The university’s board of trustees voted unanimously earlier this month to award the honorary award to Gunn, who graduated in 1965 with degrees in math and chemistry.
During the summer of 1963, Gunn—who was then enrolled at the historically Black Tennessee State University—decided to apply for a transfer to the then all-White Florence State College (later the University of North Alabama). Others had paved the way for his brave step. That June, Vivian Malone Jones and James Hood had successfully integrated the University of Alabama at Tuscaloosa despite the infamous objections of then-Alabama Gov. George Wallace.

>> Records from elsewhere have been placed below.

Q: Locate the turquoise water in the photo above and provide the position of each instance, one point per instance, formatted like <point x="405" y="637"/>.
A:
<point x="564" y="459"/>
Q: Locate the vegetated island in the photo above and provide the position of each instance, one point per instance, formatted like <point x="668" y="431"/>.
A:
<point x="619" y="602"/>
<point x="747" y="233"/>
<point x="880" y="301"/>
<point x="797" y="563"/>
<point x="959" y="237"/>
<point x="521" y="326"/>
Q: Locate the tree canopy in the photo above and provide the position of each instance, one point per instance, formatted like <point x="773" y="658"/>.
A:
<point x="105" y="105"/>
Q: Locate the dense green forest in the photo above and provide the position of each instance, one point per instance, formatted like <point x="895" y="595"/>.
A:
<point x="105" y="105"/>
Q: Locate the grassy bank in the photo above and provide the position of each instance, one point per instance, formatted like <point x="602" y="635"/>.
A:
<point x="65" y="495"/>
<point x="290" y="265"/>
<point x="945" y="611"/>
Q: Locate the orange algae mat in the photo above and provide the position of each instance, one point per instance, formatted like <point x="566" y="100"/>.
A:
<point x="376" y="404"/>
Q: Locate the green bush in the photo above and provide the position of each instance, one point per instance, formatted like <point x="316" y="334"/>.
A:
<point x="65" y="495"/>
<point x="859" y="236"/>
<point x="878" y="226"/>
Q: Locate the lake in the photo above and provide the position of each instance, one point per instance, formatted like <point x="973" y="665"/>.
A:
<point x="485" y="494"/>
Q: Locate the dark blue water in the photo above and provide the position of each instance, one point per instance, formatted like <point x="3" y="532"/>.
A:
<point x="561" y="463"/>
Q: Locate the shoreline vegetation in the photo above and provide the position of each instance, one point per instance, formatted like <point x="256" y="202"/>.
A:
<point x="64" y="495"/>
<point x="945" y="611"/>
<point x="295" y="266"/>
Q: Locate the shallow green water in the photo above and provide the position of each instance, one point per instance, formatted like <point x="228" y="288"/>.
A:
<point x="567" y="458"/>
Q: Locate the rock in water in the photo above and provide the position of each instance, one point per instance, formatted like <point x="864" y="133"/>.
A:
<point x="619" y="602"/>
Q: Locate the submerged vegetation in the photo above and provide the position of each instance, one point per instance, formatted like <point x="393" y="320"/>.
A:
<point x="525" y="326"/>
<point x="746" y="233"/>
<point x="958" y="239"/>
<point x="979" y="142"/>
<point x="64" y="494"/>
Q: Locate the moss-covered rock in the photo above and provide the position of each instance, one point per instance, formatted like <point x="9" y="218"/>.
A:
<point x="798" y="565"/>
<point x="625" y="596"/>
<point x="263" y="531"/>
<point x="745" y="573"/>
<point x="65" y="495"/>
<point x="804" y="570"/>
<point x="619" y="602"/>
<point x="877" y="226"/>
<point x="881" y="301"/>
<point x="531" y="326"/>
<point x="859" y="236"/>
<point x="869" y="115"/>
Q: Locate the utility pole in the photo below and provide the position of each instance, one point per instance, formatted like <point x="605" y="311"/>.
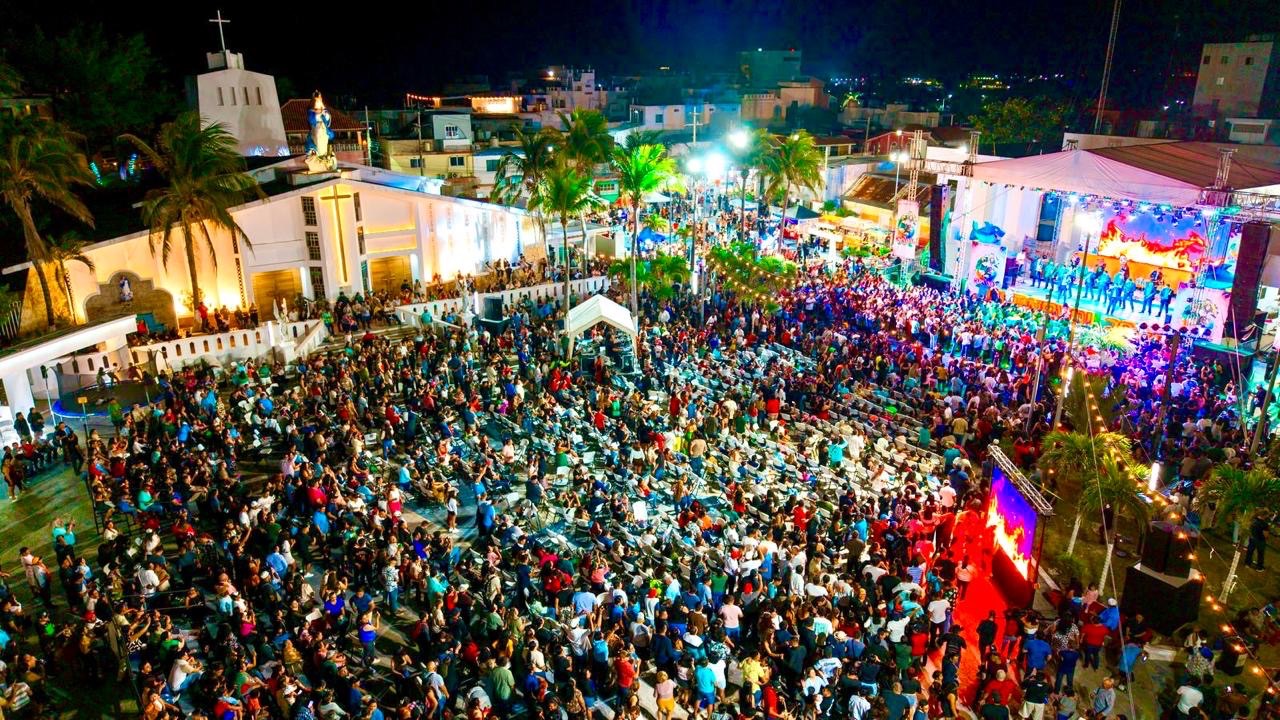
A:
<point x="369" y="140"/>
<point x="1106" y="67"/>
<point x="421" y="172"/>
<point x="1266" y="405"/>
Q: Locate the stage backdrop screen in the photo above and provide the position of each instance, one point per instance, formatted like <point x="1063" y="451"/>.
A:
<point x="1013" y="523"/>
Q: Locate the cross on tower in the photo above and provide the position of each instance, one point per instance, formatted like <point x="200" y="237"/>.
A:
<point x="220" y="22"/>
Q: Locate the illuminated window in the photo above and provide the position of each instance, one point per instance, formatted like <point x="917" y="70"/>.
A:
<point x="314" y="246"/>
<point x="316" y="283"/>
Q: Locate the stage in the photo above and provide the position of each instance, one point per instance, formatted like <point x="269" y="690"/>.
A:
<point x="1188" y="306"/>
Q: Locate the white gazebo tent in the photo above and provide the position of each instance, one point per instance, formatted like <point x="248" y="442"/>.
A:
<point x="595" y="310"/>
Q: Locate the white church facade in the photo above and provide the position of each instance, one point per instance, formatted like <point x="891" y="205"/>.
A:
<point x="352" y="231"/>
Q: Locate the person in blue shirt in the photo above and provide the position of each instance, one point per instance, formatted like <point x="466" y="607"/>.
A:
<point x="1036" y="654"/>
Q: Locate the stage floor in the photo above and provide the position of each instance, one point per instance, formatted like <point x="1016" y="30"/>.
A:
<point x="1130" y="311"/>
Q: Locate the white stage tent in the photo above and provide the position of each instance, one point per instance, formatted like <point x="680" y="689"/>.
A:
<point x="595" y="310"/>
<point x="1088" y="173"/>
<point x="1169" y="173"/>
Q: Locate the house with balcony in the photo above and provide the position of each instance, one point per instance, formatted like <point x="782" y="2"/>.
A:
<point x="348" y="133"/>
<point x="444" y="150"/>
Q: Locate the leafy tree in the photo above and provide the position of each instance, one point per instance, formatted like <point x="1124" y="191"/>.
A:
<point x="10" y="82"/>
<point x="1115" y="487"/>
<point x="658" y="274"/>
<point x="640" y="172"/>
<point x="40" y="160"/>
<point x="638" y="137"/>
<point x="586" y="142"/>
<point x="567" y="192"/>
<point x="1239" y="495"/>
<point x="522" y="169"/>
<point x="1020" y="119"/>
<point x="794" y="162"/>
<point x="1072" y="460"/>
<point x="100" y="83"/>
<point x="205" y="177"/>
<point x="69" y="247"/>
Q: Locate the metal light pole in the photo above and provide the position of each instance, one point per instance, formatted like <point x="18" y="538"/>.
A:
<point x="1266" y="404"/>
<point x="1091" y="223"/>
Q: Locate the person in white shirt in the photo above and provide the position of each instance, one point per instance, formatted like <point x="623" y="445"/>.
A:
<point x="1188" y="698"/>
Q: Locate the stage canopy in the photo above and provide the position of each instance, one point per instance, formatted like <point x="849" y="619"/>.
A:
<point x="1171" y="173"/>
<point x="599" y="309"/>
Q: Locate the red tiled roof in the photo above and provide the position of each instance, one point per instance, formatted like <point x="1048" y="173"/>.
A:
<point x="295" y="114"/>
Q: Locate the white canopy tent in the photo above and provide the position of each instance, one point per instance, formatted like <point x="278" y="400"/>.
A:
<point x="1086" y="172"/>
<point x="595" y="310"/>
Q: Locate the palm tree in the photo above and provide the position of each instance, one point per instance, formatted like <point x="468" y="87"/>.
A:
<point x="205" y="176"/>
<point x="521" y="171"/>
<point x="641" y="171"/>
<point x="567" y="194"/>
<point x="1239" y="495"/>
<point x="1115" y="487"/>
<point x="1072" y="460"/>
<point x="69" y="247"/>
<point x="586" y="142"/>
<point x="794" y="162"/>
<point x="40" y="159"/>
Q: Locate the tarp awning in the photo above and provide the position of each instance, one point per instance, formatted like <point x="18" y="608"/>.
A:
<point x="1082" y="171"/>
<point x="595" y="310"/>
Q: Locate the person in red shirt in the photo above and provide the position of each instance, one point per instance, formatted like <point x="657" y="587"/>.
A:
<point x="1006" y="688"/>
<point x="626" y="674"/>
<point x="1092" y="637"/>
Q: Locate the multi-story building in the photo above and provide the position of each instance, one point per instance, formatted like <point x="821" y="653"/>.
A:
<point x="1239" y="80"/>
<point x="764" y="68"/>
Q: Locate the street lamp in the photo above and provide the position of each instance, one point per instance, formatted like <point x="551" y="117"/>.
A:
<point x="897" y="158"/>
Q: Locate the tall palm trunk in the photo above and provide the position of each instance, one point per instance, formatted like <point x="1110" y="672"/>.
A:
<point x="635" y="247"/>
<point x="1229" y="584"/>
<point x="1075" y="532"/>
<point x="33" y="246"/>
<point x="565" y="231"/>
<point x="191" y="268"/>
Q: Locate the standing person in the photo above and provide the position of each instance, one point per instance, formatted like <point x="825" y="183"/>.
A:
<point x="1257" y="545"/>
<point x="1036" y="691"/>
<point x="1105" y="698"/>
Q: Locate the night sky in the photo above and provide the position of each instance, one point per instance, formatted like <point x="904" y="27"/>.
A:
<point x="378" y="50"/>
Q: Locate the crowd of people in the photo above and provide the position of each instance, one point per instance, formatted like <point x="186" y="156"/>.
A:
<point x="778" y="514"/>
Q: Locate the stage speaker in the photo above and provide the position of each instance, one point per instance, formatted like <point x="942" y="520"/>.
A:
<point x="1168" y="547"/>
<point x="938" y="201"/>
<point x="493" y="308"/>
<point x="1249" y="261"/>
<point x="1166" y="602"/>
<point x="494" y="327"/>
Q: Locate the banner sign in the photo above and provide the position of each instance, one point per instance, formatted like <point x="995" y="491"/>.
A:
<point x="908" y="229"/>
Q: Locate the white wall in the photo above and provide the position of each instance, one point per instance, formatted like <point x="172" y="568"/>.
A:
<point x="257" y="127"/>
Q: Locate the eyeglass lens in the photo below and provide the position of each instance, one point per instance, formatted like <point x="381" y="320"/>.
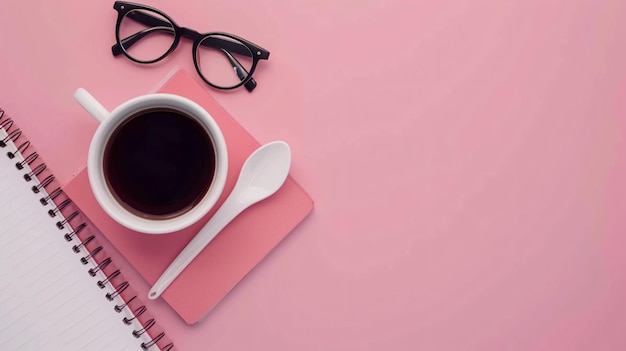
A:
<point x="223" y="67"/>
<point x="146" y="35"/>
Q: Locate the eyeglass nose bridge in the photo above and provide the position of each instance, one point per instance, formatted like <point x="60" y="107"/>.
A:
<point x="189" y="33"/>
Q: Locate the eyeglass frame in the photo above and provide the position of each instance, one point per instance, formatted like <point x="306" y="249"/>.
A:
<point x="258" y="53"/>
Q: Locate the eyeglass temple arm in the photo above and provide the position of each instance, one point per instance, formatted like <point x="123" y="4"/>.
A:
<point x="154" y="22"/>
<point x="240" y="71"/>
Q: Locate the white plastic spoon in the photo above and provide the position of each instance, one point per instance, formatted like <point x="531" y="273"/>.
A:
<point x="263" y="173"/>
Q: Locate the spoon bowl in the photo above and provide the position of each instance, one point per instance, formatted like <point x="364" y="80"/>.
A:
<point x="263" y="173"/>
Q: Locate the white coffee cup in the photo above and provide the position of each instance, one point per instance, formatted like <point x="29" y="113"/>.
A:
<point x="110" y="121"/>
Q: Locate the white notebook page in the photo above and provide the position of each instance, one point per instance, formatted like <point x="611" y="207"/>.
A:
<point x="48" y="301"/>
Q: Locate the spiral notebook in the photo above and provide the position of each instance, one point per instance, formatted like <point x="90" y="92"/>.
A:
<point x="234" y="252"/>
<point x="58" y="288"/>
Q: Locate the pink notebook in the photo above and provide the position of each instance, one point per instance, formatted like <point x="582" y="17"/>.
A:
<point x="233" y="253"/>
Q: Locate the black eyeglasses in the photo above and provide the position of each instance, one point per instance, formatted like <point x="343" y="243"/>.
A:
<point x="147" y="35"/>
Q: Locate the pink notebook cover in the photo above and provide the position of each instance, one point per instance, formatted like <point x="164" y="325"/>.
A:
<point x="233" y="253"/>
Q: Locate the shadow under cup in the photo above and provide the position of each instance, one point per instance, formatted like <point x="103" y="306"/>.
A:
<point x="159" y="163"/>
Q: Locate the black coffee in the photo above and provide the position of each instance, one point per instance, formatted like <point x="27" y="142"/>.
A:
<point x="159" y="163"/>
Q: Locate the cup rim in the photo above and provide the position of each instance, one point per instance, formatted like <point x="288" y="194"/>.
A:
<point x="96" y="154"/>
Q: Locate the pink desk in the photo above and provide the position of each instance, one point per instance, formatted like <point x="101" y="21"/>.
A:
<point x="467" y="160"/>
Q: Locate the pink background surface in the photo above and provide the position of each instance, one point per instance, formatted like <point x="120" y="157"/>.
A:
<point x="466" y="158"/>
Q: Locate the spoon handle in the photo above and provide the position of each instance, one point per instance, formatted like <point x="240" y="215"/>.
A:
<point x="223" y="216"/>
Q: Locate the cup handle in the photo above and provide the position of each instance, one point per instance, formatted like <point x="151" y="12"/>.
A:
<point x="91" y="105"/>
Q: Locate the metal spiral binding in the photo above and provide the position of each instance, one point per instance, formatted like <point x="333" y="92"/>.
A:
<point x="69" y="236"/>
<point x="103" y="283"/>
<point x="51" y="196"/>
<point x="93" y="271"/>
<point x="53" y="212"/>
<point x="85" y="260"/>
<point x="149" y="324"/>
<point x="27" y="161"/>
<point x="61" y="224"/>
<point x="138" y="312"/>
<point x="44" y="183"/>
<point x="118" y="291"/>
<point x="14" y="135"/>
<point x="35" y="172"/>
<point x="20" y="149"/>
<point x="77" y="248"/>
<point x="120" y="308"/>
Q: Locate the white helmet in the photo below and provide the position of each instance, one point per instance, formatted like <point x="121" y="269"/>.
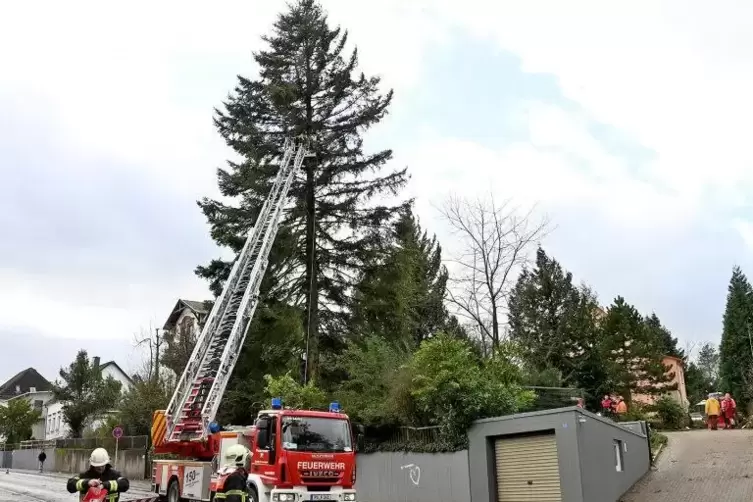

It took a court order for Gunn to enroll—one he obtained after a surprisingly short 10-minute court appearance with the help of famed civil rights attorney Fred Gray. And, by Sept. 11 of that year he had begun matriculation at the school to much fanfare and widespread scrutiny.
“I was a shy young man,” the Tuscumbia native recalled in a September 2013 article posted on the university’s website. “I wasn’t looking for all that publicity.”
Still, his brave step opened the doors for many who would follow. Today, the student body comprises 14 percent African Americans.
“I am quite certain that Wendell Gunn came to UNA for one reason – to study,” university President William G. Cale said in the same article. “In the course of pursuing his dream, he opened doors of opportunity for thousands who would follow. While he would never regard himself as extraordinary, he is in fact a giant in the history of our university.”
Gunn went on to earn a master’s degree at the University of Chicago and later served as a vice president at Chase Manhattan Bank, director of investor relations for PepsiCo, and an assistant professor of finance at Texas Southern University in Houston. Beginning in 1982, he served in the White House for two years as special assistant to President Ronald Reagan and assistant director for commerce and trade in the U.S. Office of Policy Development.